Nasz Ojciec w Niebie wiedział, że tego doświadczymy. To wszystko było częścią Jego doskonałego planu szczęścia. On przygotował drogę poprzez życie Jego doskonale posłusznego Syna, Jezusa Chrystusa, naszego Zbawiciela, którego Zadośćuczynienie przezwycięży wszelkie trudności, których możemy doświadczyć w życiu doczesnym.

Żyjemy w trudnych czasach. Nie muszę wymieniać wszystkich źródeł zła na tym świecie. Nie jest konieczne opisanie wszystkich możliwych wyzwań i bolączek, które są częścią doczesności. Każdy z nas jest w pełni świadomy własnych zmagań z pokusą, bólem i smutkiem.

W życiu przedziemskim uczono nas, że celem naszego przyjścia na ziemię jest bycie wypróbowanym i sprawdzonym aż granic wytrzymałości. Wiedzieliśmy, że przyjdzie nam się zmagać ze złem przeciwnika. Czasami jesteśmy bardziej świadomi negatywnych stron życia doczesnego niż tych pozytywnych. Prorok Lehi nauczał: „Oto trzeba, aby wszystko miało swoje przeciwieństwo”. Pomimo wszystkich negatywnych wyzwań w życiu musimy poświęcić czas, aby z zaangażowaniem rozwijać swoją wiarę. Takie zaangażowanie zaprasza do naszego życia pozytywną, pełną wiary moc Zadośćuczynienia Jezusa Chrystusa.

Nasz Ojciec w Niebie dał nam narzędzia, które pomogą nam przyjść do Chrystusa i rozwinąć wiarę w Jego Zadośćuczynienie. Kiedy te narzędzia staną się naszymi fundamentalnymi nawykami, będą najprostszym sposobem na odnalezienie pokoju pośród wyzwań doczesności. Dzisiaj pragnę omówić cztery z nich. Kiedy będę przemawiać, zastanówcie się, w jaki sposób korzystacie z każdego z tych narzędzi, a następnie uzyskajcie przewodnictwo Pana, aby określić, jak lepiej z nich korzystać.

Modlitwa

Pierwszym z narzędzi jest modlitwa.

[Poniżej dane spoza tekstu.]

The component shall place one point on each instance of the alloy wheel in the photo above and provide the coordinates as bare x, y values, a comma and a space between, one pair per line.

Postanówcie często rozmawiać z waszym Ojcem w Niebie. Przeznaczcie czas każdego dnia na podzielenie się z Nim waszymi myślami i uczuciami. Powiedzcie Mu o wszystkim, co was martwi. On interesuje się zarówno najważniejszymi, jak i najbardziej przyziemnymi sferami waszego życia. Podzielcie się z Nim pełnią waszych uczuć i doświadczeń.

Ponieważ On szanuje waszą wolną wolę, nigdy was nie zmusi, abyście się do Niego modlili. Ale kiedy skorzystacie z wolnej woli i uwzględnicie Pana w każdym aspekcie codziennego życia, wasze serce wypełni błogi spokój. Ten spokój skieruje wieczne światło na wasze zmagania. Pomoże wam poradzić sobie z tymi wyzwaniami dzięki wiecznej perspektywie.

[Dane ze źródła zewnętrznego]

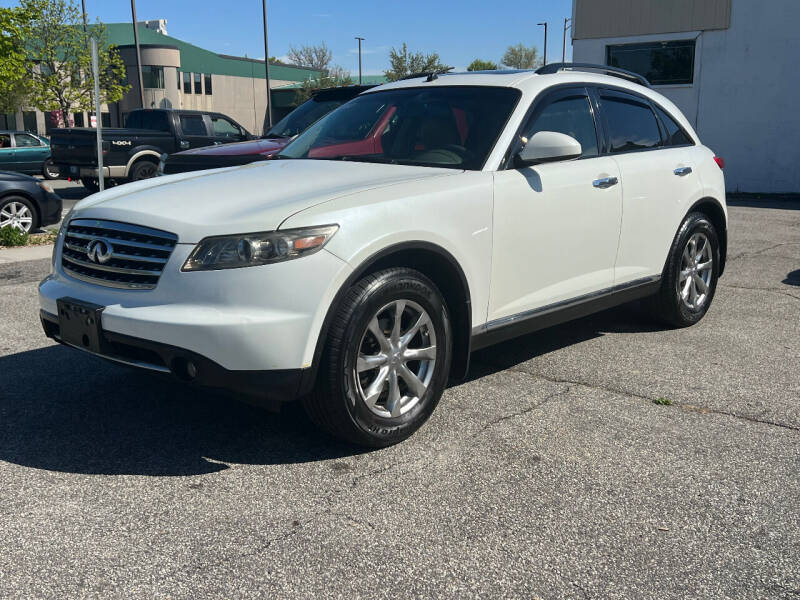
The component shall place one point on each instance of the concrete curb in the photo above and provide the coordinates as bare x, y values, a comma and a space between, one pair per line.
11, 255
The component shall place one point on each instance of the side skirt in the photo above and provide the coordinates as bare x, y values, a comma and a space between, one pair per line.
513, 326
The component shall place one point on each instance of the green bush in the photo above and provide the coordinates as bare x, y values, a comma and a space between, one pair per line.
11, 236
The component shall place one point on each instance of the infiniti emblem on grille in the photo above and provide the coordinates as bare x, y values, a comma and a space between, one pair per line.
99, 251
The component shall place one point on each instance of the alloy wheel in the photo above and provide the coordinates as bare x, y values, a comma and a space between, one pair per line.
17, 215
697, 267
396, 359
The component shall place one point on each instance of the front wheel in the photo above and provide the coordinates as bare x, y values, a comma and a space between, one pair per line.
690, 275
386, 361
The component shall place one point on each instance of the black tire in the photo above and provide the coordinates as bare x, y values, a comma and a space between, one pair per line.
143, 169
336, 404
49, 170
92, 184
7, 201
667, 305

Rodzice, chrońcie swoje dzieci poprzez uzbrojenie ich każdego ranka i wieczora w moc rodzinnej modlitwy. Dzieci są codziennie bombardowane złem pożądania, chciwości, pychy i wielu innych grzesznych zachowań. Zabezpieczcie swoje dzieci przed światowym wpływem obecnym w życiu codziennym poprzez wzmocnienie ich pełnymi mocy błogosławieństwami, które płyną z rodzinnej modlitwy. Rodzinna modlitwa powinna stanowić niepodlegający negocjacjom priorytet w waszym życiu.

Studiowanie pism świętych

Drugim narzędziem jest studiowanie słowa Bożego zawartego w pismach świętych i słowach żyjących proroków. Rozmawiamy z Bogiem poprzez modlitwę. On najczęściej komunikuje się z nami poprzez Jego spisane słowo. Aby wiedzieć, jak brzmi Boski głos i jakie uczucia się z nim wiążą, czytajcie pisma święte, studiujcie je i rozważajcie. Uczyńcie je nieodłączną częścią waszego codziennego życia. Jeśli pragniecie, aby wasze dzieci rozpoznały i rozumiały podszepty Ducha, a następnie postępowały zgodnie z nimi, musicie studiować z nimi pisma święte.

Nie ulegajcie kłamstwu Szatana, że brak wam czasu na studiowanie pism świętych. Zdecydujcie, że wygospodarujecie na to czas. Codzienne napawanie się słowem Bożym jest ważniejsze niż sen, szkoła, praca, programy telewizyjne, gry wideo czy portale społecznościowe. Być może będziecie musieli zreorganizować priorytety, aby przeznaczyć czas na studiowanie słowa Bożego. Jeśli tak trzeba, to uczyńcie to!

Istnieje wiele proroczych obietnic, które dotyczą błogosławieństw płynących z codziennego studiowania pism świętych.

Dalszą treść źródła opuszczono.